We present an automated text animation scheme, termed "Dynamic Typography," which combines two challenging tasks. It deforms letters to convey semantic meaning and infuses them with vibrant movements based on user prompts.

## Requirements:
All our animation samples are generated with a single H800 GPU with 80GB VRAM. To generate a text animation with 20 or more frames, a GPU with at least 24GB VRAM is required.

## Environment
All the tests are conducted in Linux. We suggest running our code in Linux. To set up our environment in Linux, please run:
```
conda env create -f environment.yml
```
Next, you need to manually install diffvg.

## Generate Your Animation!
To animate a letter within a word, run the following command:
```
CUDA_VISIBLE_DEVICES=0 python dynamicTypography.py \
        --word "<The Word>" \
        --optimized_letter "<The letter to be animated>" \
        --caption "<The prompt that describes the animation>" \
        --use_xformer --canonical --anneal \
        --use_perceptual_loss --use_conformal_loss \
        --use_transition_loss
```
For example:
```
CUDA_VISIBLE_DEVICES=0 python dynamicTypography.py \
        --word "HARMONY" \
        --optimized_letter "H" \
        --caption "Two men shaking hands with each other in a friendly manner" \
        --use_xformer --canonical --anneal \
        --use_perceptual_loss --use_conformal_loss \
        --use_transition_loss
```

The output animation will be saved to `videos`. The output includes the network's weights, SVG frame logs, and their rendered .mp4 files (under svg_logs and mp4_logs respectively). We save both the in-context and the sole letter animation.
At the end of training, we output a high-quality gif render of the last iteration (HG_gif.gif). <br>

We provide many sample run scripts in `scripts`, the expected resulting gifs are in `example_gifs`. The sample result of the above `HARMONY` animation, including the intermediate results every 100 epochs, are stored in the `videos` folder.

## Tips:

By default, a 24-frame video will be generated, requiring about 28GB of VRAM. If there is not enough VRAM available, the number of frames can be reduced by using the `--num_frames` parameter.

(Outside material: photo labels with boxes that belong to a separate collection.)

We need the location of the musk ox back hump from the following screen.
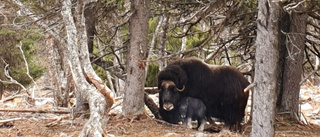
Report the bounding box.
[158,58,249,131]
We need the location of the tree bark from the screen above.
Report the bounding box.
[159,13,169,70]
[61,0,113,136]
[279,1,308,118]
[251,0,281,137]
[122,0,149,116]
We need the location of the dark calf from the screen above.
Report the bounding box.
[179,97,206,131]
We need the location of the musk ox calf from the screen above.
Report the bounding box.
[158,58,249,130]
[179,97,206,131]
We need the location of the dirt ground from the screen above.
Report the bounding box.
[0,112,320,137]
[0,75,320,137]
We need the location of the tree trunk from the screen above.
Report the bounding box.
[159,13,169,70]
[279,4,308,118]
[61,0,113,136]
[251,0,281,137]
[122,0,149,116]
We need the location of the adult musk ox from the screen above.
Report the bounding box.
[158,58,249,130]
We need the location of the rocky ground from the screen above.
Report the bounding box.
[0,75,320,137]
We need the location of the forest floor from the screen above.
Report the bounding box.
[0,75,320,137]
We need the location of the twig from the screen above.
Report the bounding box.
[299,69,318,85]
[0,117,21,123]
[0,109,70,114]
[0,59,28,93]
[243,82,257,92]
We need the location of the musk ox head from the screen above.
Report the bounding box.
[158,65,188,111]
[159,80,185,111]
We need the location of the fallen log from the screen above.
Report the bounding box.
[0,109,70,114]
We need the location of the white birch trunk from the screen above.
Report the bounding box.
[122,0,149,116]
[61,0,113,136]
[251,0,281,137]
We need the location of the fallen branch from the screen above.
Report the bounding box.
[18,41,40,98]
[0,109,70,114]
[0,117,21,123]
[0,59,28,93]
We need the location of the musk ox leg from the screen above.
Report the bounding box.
[198,119,206,131]
[184,117,192,129]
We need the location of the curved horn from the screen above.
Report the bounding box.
[177,85,186,92]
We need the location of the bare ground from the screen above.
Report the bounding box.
[0,76,320,137]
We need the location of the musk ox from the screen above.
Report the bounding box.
[158,57,249,130]
[179,97,206,131]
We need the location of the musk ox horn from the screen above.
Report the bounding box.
[177,85,186,92]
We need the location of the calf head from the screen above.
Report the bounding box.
[159,80,185,111]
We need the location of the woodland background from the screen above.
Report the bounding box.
[0,0,320,136]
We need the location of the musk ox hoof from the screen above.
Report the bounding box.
[198,127,204,131]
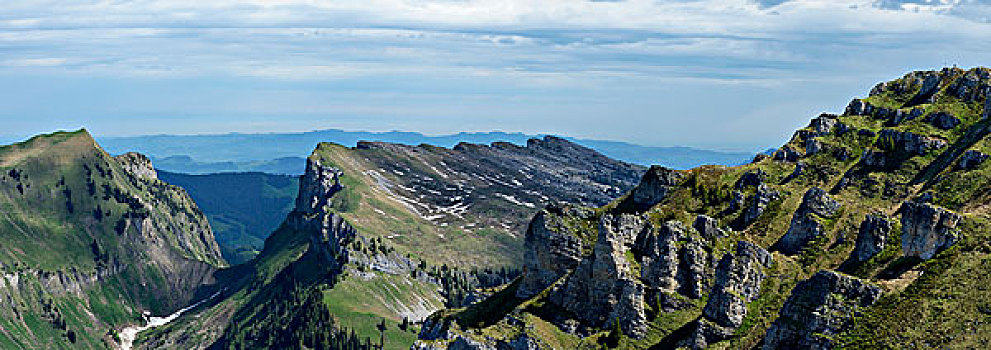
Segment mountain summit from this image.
[0,130,226,349]
[414,68,991,350]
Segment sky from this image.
[0,0,991,151]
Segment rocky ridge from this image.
[418,68,991,349]
[0,130,226,348]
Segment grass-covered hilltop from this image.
[0,68,991,350]
[414,68,991,349]
[0,130,226,349]
[137,137,646,349]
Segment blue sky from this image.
[0,0,991,151]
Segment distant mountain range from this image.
[99,129,753,175]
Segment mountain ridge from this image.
[0,129,226,348]
[100,129,753,175]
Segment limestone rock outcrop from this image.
[775,187,841,254]
[551,215,647,338]
[683,241,773,349]
[296,157,341,213]
[957,150,988,170]
[114,152,158,179]
[630,165,682,210]
[925,112,961,130]
[733,169,767,191]
[516,206,582,298]
[899,201,960,260]
[692,215,726,241]
[737,184,781,228]
[636,221,711,298]
[850,214,891,263]
[763,270,881,350]
[877,129,946,156]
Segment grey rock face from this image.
[771,146,799,162]
[957,150,988,170]
[611,214,653,246]
[876,129,946,156]
[114,152,158,179]
[692,215,726,241]
[637,221,686,292]
[809,114,838,136]
[551,215,647,338]
[637,221,718,298]
[763,271,881,350]
[776,187,840,254]
[805,139,823,157]
[631,165,681,210]
[516,209,582,298]
[733,169,767,190]
[981,89,991,119]
[946,68,991,102]
[925,112,960,130]
[728,191,746,212]
[860,149,888,168]
[850,215,891,262]
[843,99,874,115]
[899,201,960,260]
[741,184,781,227]
[683,241,772,349]
[296,157,341,213]
[907,71,942,106]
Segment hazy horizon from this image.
[0,0,991,151]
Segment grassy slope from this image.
[434,67,991,349]
[158,171,299,265]
[324,273,443,349]
[313,143,522,266]
[0,130,223,349]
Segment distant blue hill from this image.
[98,129,753,174]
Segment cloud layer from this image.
[0,0,991,149]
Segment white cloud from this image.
[0,0,991,148]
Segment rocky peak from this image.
[899,201,960,260]
[551,216,647,338]
[516,208,582,298]
[630,165,682,210]
[763,270,881,350]
[775,187,840,254]
[114,152,158,179]
[636,221,718,298]
[735,184,781,229]
[296,157,341,213]
[683,241,773,349]
[850,214,891,263]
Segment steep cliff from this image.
[415,68,991,349]
[0,130,226,349]
[300,136,646,267]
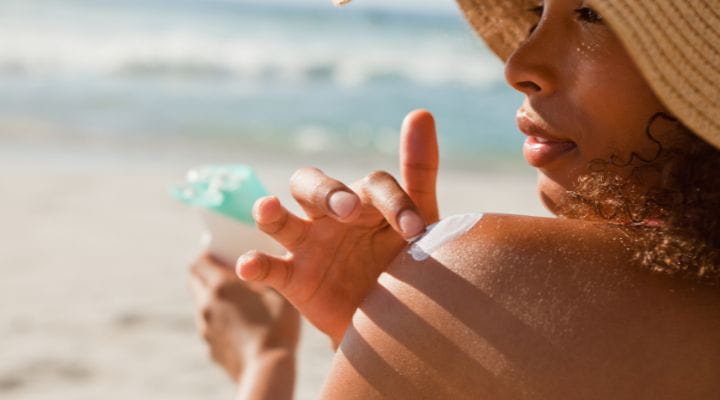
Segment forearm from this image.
[236,350,295,400]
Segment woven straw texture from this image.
[457,0,720,148]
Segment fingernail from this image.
[328,190,357,218]
[235,253,260,281]
[398,210,425,237]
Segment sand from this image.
[0,140,545,400]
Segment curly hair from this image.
[559,113,720,285]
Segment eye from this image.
[575,7,603,24]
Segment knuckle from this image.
[364,170,394,185]
[257,212,290,235]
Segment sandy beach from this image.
[0,137,545,400]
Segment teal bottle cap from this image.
[170,165,268,225]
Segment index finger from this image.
[400,110,440,224]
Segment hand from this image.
[190,256,300,382]
[237,111,438,344]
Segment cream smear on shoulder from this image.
[408,213,483,261]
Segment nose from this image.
[505,23,559,97]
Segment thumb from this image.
[400,110,440,224]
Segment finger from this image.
[362,171,427,239]
[253,196,310,251]
[400,110,440,223]
[290,168,361,222]
[235,251,292,291]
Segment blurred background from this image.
[0,0,544,399]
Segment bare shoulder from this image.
[324,215,720,399]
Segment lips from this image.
[517,114,577,168]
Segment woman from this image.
[188,0,720,399]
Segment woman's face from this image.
[505,0,670,212]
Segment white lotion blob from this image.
[408,213,483,261]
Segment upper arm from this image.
[324,217,720,399]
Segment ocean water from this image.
[0,0,522,166]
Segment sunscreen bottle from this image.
[171,165,272,267]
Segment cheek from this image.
[573,44,663,162]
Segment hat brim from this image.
[457,0,720,148]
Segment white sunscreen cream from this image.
[408,213,483,261]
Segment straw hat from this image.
[457,0,720,148]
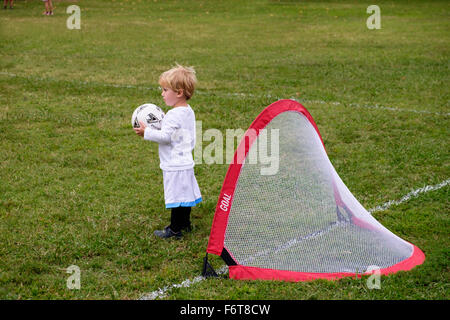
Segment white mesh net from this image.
[224,111,413,273]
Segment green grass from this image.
[0,0,450,299]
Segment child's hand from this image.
[133,121,147,137]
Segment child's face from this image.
[161,87,186,107]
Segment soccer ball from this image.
[131,103,165,130]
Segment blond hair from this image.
[159,63,197,100]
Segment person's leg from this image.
[181,207,192,232]
[169,207,183,232]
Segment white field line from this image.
[139,179,450,300]
[0,72,450,116]
[368,179,450,214]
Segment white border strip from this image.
[139,179,450,300]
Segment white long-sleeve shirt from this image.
[144,105,195,171]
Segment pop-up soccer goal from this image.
[203,100,425,281]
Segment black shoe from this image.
[181,224,193,232]
[154,226,183,239]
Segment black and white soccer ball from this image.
[131,103,165,130]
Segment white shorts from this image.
[163,169,202,208]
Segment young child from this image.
[134,65,202,239]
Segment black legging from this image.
[170,207,191,232]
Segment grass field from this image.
[0,0,450,299]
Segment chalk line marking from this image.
[139,179,450,300]
[368,179,450,214]
[0,72,450,116]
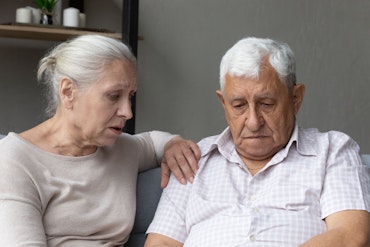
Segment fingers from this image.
[161,163,171,189]
[161,138,200,187]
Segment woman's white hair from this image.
[220,37,296,90]
[37,35,136,116]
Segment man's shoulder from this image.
[299,128,352,141]
[298,128,358,152]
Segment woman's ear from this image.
[59,77,75,109]
[293,83,306,115]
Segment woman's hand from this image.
[161,136,200,188]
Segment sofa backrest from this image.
[125,154,370,247]
[125,167,162,247]
[0,134,370,247]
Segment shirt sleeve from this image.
[320,133,370,218]
[135,131,176,171]
[0,158,47,247]
[146,175,192,243]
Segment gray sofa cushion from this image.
[125,167,162,247]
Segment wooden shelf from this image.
[0,23,122,41]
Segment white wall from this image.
[136,0,370,153]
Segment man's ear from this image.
[59,77,75,109]
[293,83,306,115]
[216,90,225,107]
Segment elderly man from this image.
[145,38,370,247]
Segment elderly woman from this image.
[0,35,199,247]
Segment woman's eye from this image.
[109,94,120,101]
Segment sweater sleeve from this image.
[0,157,47,247]
[136,131,176,171]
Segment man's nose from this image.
[245,108,264,131]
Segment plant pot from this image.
[40,12,53,25]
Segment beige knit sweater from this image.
[0,131,173,247]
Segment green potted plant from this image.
[35,0,59,25]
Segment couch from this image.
[0,134,370,247]
[125,154,370,247]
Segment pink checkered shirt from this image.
[147,126,370,247]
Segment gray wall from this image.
[0,0,370,153]
[137,0,370,153]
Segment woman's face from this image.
[70,60,137,146]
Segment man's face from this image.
[217,64,304,161]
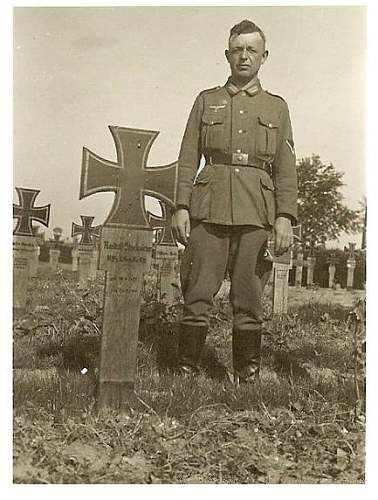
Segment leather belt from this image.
[205,152,272,176]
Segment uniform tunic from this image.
[177,78,297,227]
[177,78,297,334]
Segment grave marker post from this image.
[149,203,179,305]
[306,248,316,288]
[270,225,301,314]
[49,227,63,272]
[13,187,50,316]
[295,245,303,289]
[80,127,177,411]
[71,215,101,288]
[71,238,79,272]
[347,243,356,290]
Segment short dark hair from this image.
[229,19,266,42]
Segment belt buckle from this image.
[232,153,248,165]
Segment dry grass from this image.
[14,275,364,484]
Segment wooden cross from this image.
[149,203,179,305]
[71,215,101,288]
[13,187,50,236]
[13,187,50,317]
[80,127,177,411]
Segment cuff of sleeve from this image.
[173,203,189,212]
[276,212,297,226]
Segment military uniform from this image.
[177,77,297,376]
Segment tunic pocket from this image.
[260,178,276,226]
[190,167,212,219]
[256,116,278,160]
[201,113,224,151]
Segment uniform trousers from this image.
[180,221,271,332]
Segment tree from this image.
[297,155,363,247]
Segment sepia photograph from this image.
[6,0,370,488]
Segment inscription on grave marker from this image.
[80,127,177,411]
[13,187,50,314]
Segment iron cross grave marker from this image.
[71,215,101,288]
[80,127,177,411]
[13,187,50,315]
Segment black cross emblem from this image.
[13,187,50,236]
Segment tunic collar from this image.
[225,76,261,97]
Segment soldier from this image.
[173,20,297,382]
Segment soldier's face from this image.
[226,33,268,82]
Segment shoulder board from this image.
[199,85,222,95]
[265,90,286,102]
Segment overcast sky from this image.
[13,6,366,243]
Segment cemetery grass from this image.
[13,272,365,484]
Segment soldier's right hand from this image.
[172,208,190,246]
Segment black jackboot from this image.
[177,324,208,375]
[232,328,261,383]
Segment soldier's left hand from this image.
[274,217,293,255]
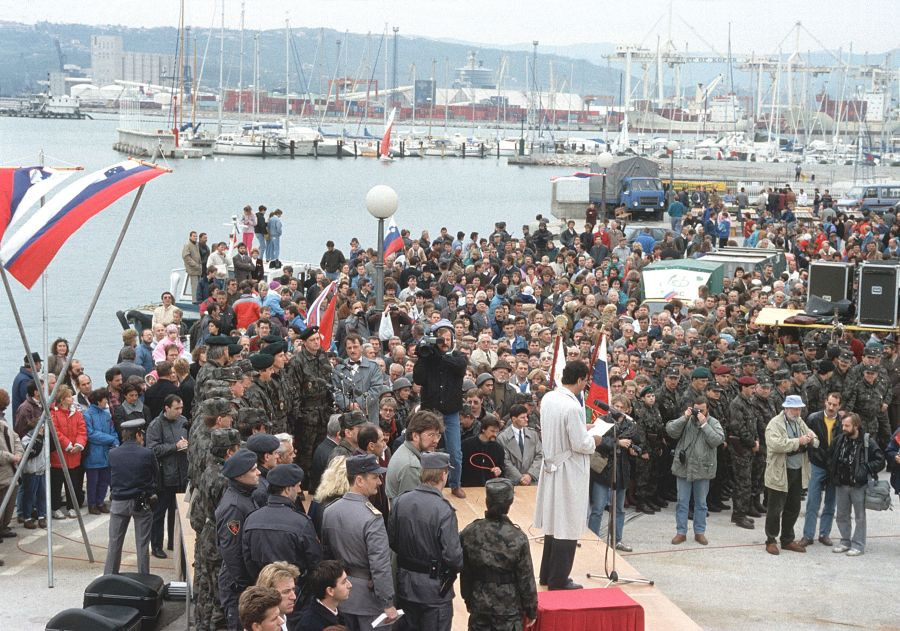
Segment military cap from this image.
[419,451,452,469]
[246,433,281,455]
[222,449,256,478]
[492,359,512,379]
[268,464,306,487]
[259,339,287,355]
[475,372,494,386]
[344,454,387,479]
[484,478,515,508]
[341,410,368,429]
[392,377,412,392]
[209,427,241,457]
[250,353,275,370]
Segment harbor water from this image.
[0,117,548,380]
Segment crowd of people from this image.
[0,187,900,631]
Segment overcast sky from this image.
[0,0,900,53]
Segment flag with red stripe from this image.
[0,160,170,289]
[585,335,609,414]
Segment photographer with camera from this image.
[765,394,819,555]
[666,397,725,546]
[413,320,466,498]
[103,419,159,574]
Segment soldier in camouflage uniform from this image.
[190,429,241,631]
[460,478,537,631]
[843,364,891,449]
[747,379,777,517]
[285,326,333,478]
[726,375,759,530]
[631,386,665,515]
[800,359,834,414]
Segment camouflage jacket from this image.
[460,517,537,620]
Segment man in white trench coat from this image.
[534,361,602,589]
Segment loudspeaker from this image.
[84,572,165,631]
[806,262,853,302]
[857,263,900,329]
[44,605,141,631]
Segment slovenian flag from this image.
[585,335,609,415]
[0,159,171,289]
[0,167,77,239]
[384,217,403,258]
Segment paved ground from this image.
[616,498,900,631]
[0,499,900,631]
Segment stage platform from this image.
[444,486,701,631]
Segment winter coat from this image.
[50,405,87,469]
[666,416,725,481]
[81,403,119,469]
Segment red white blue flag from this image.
[585,335,609,414]
[0,167,75,239]
[384,217,403,258]
[0,160,170,289]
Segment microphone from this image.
[594,399,634,423]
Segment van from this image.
[837,182,900,214]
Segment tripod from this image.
[587,412,654,587]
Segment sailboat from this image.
[378,107,397,162]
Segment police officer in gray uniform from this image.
[322,454,397,631]
[388,452,462,631]
[103,419,159,574]
[216,449,259,631]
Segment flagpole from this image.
[0,184,146,587]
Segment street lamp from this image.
[597,151,614,221]
[666,140,678,203]
[366,184,397,313]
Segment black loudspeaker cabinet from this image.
[44,605,141,631]
[806,262,853,302]
[857,263,900,329]
[84,572,165,631]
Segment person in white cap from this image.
[765,394,819,555]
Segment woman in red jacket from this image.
[50,386,87,519]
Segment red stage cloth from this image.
[534,587,644,631]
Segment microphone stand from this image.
[587,414,654,587]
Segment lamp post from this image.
[666,140,678,204]
[597,151,613,221]
[366,184,397,313]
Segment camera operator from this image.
[413,320,466,498]
[666,397,725,546]
[588,396,643,552]
[103,419,159,574]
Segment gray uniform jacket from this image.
[497,423,544,485]
[388,484,462,605]
[332,357,389,425]
[322,491,394,616]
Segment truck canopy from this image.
[589,156,661,202]
[641,259,725,300]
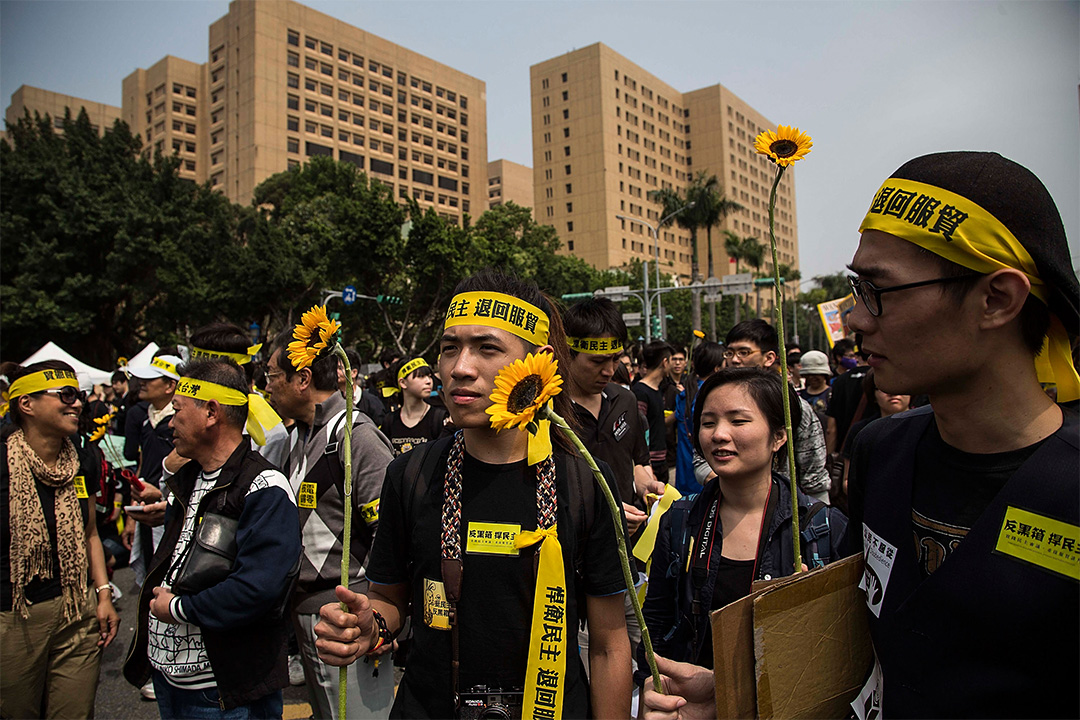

If your animation remains the same with/deviates too much from the original letter's shape, please set a lower/higher `--perceptual_weight`.

If you want the animation to be less/more geometrically similar to the original letter, please set a lower/higher `--angles_w`.

If you want to further enforce appearance consistency between frames, please set a higher `--transition_weight`. But please keep in mind that this will reduce the motion amplitude.

Small visual artifacts can often be fixed by changing the `--seed`.